When you think about voting, who do you picture at the polls, helping to check you in, hand you a ballot, and give you a “I Voted” sticker on the way out? Probably a retiree, right? That’s because historically, election volunteers have been mostly older or retired people who had free time and could stay at a polling location all day.
But that is precisely the group of people most at risk of contracting a serious case of COVID-19 if exposed. And there are also a lot of other tasks that need to be done on election day — or election days as early voting has been extended.
Could you be an election worker?
There is a lot at stake with this election for LGBTQ equality. This would be a good year for more LGBTQ folks to get involved. If you are in good health, not immune-compromised, or with an underlying health condition that would put you at more risk during the pandemic, you might consider serving this election cycle. People who are 18 years or older and registered to vote in same county where they would work can apply. (You are registered to vote, aren’t you?) And the good news is that because election officials are expecting a large turnout this year, you’ll probably get hired! You’d earn at least federal minimum wage, but many counties are paying up to $14 an hour depending on what role you serve.
There are a few exceptions. Elected officials, candidates, their employees and family are not allowed to work in an election. And some high school students can participate as clerks at polling stations if they are 16 or older as part of the Student Election Clerk program.

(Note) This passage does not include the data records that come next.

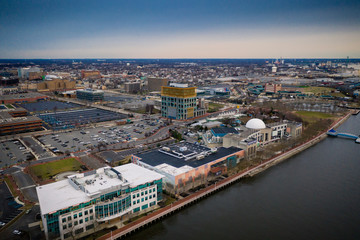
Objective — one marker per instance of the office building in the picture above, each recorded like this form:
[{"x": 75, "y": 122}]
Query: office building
[
  {"x": 132, "y": 87},
  {"x": 78, "y": 206},
  {"x": 178, "y": 101},
  {"x": 90, "y": 94},
  {"x": 155, "y": 84}
]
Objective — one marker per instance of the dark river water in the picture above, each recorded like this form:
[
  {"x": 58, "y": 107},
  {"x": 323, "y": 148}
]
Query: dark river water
[{"x": 313, "y": 195}]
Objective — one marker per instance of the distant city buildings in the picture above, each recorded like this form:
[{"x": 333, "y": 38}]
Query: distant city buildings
[
  {"x": 90, "y": 74},
  {"x": 132, "y": 87},
  {"x": 155, "y": 84},
  {"x": 179, "y": 101}
]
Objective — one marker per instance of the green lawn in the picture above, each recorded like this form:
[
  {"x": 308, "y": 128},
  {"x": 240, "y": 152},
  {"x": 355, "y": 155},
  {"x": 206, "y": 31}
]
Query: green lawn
[
  {"x": 48, "y": 170},
  {"x": 313, "y": 116}
]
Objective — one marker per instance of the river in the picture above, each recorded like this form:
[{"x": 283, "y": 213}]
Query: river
[{"x": 313, "y": 195}]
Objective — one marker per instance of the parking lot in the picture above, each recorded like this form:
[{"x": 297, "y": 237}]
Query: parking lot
[
  {"x": 78, "y": 140},
  {"x": 13, "y": 152}
]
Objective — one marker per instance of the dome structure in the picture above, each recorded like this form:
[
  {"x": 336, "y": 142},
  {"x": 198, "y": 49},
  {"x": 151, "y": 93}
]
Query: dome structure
[{"x": 255, "y": 123}]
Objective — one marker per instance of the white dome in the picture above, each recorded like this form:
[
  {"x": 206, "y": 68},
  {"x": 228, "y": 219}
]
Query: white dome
[{"x": 255, "y": 123}]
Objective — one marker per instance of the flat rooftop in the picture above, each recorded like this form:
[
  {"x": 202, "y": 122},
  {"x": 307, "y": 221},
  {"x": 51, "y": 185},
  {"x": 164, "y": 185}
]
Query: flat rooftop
[
  {"x": 83, "y": 187},
  {"x": 184, "y": 156},
  {"x": 22, "y": 95}
]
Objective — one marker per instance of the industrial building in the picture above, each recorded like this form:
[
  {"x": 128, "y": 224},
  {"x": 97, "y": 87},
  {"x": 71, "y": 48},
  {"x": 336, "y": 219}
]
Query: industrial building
[
  {"x": 56, "y": 85},
  {"x": 78, "y": 206},
  {"x": 90, "y": 94},
  {"x": 179, "y": 101},
  {"x": 155, "y": 84},
  {"x": 22, "y": 97},
  {"x": 187, "y": 165},
  {"x": 16, "y": 120}
]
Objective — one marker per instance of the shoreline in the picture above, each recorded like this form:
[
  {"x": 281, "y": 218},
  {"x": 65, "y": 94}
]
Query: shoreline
[{"x": 203, "y": 193}]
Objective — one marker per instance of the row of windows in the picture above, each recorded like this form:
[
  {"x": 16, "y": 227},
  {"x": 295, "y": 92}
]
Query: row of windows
[
  {"x": 81, "y": 221},
  {"x": 144, "y": 192},
  {"x": 80, "y": 214},
  {"x": 144, "y": 199}
]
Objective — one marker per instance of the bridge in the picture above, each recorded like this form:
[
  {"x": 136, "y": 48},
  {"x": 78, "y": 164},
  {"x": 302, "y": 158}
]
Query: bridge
[{"x": 334, "y": 133}]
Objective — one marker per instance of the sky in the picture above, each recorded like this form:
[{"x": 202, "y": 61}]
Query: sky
[{"x": 179, "y": 29}]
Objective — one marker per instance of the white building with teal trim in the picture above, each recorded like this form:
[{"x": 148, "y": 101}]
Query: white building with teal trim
[{"x": 69, "y": 208}]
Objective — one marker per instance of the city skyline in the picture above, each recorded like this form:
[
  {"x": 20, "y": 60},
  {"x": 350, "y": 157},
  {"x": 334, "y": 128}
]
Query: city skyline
[{"x": 179, "y": 29}]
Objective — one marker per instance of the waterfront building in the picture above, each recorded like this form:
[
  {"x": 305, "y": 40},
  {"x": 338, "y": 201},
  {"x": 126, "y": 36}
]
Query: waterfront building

What exactly does an election worker do?
The days can be long…up to 14 hours on some days. The polling stations have to be set up in the morning and secured each night after the polls close. Some staff assign voters with equipment and some check IDs as people show up to vote or to turn in their absentee or mail-in ballots. Some staff process ballots and paperwork. Others are there to answer questions from voters (this is a great role for bilingual folks because you can help serve as translators, too). Still other staff drive from polling location to location to help deliver or redistribute materials if one place experiences higher numbers of voters.
Want to apply?
Elections administrators won’t know exactly how many poll workers they will need or in what roles, but don’t let that stop you from applying. Some counties expect to need double their normal staff, and that will require not just adding those numbers but finding people to fill the spots of former staff who can’t return because of the coronavirus risk. You’ll be trained for whatever role they need filled before early voting starts on October 13th.
Visit the Help America Vote website and use their handy tool to find your county’s election official contact information, work hours, hourly wages, and to apply.
Poll workers play a crucial role in our election process. We can’t have a free and fair election without enough employees staffing polling locations and assisting voters. As a poll worker, you can help America vote.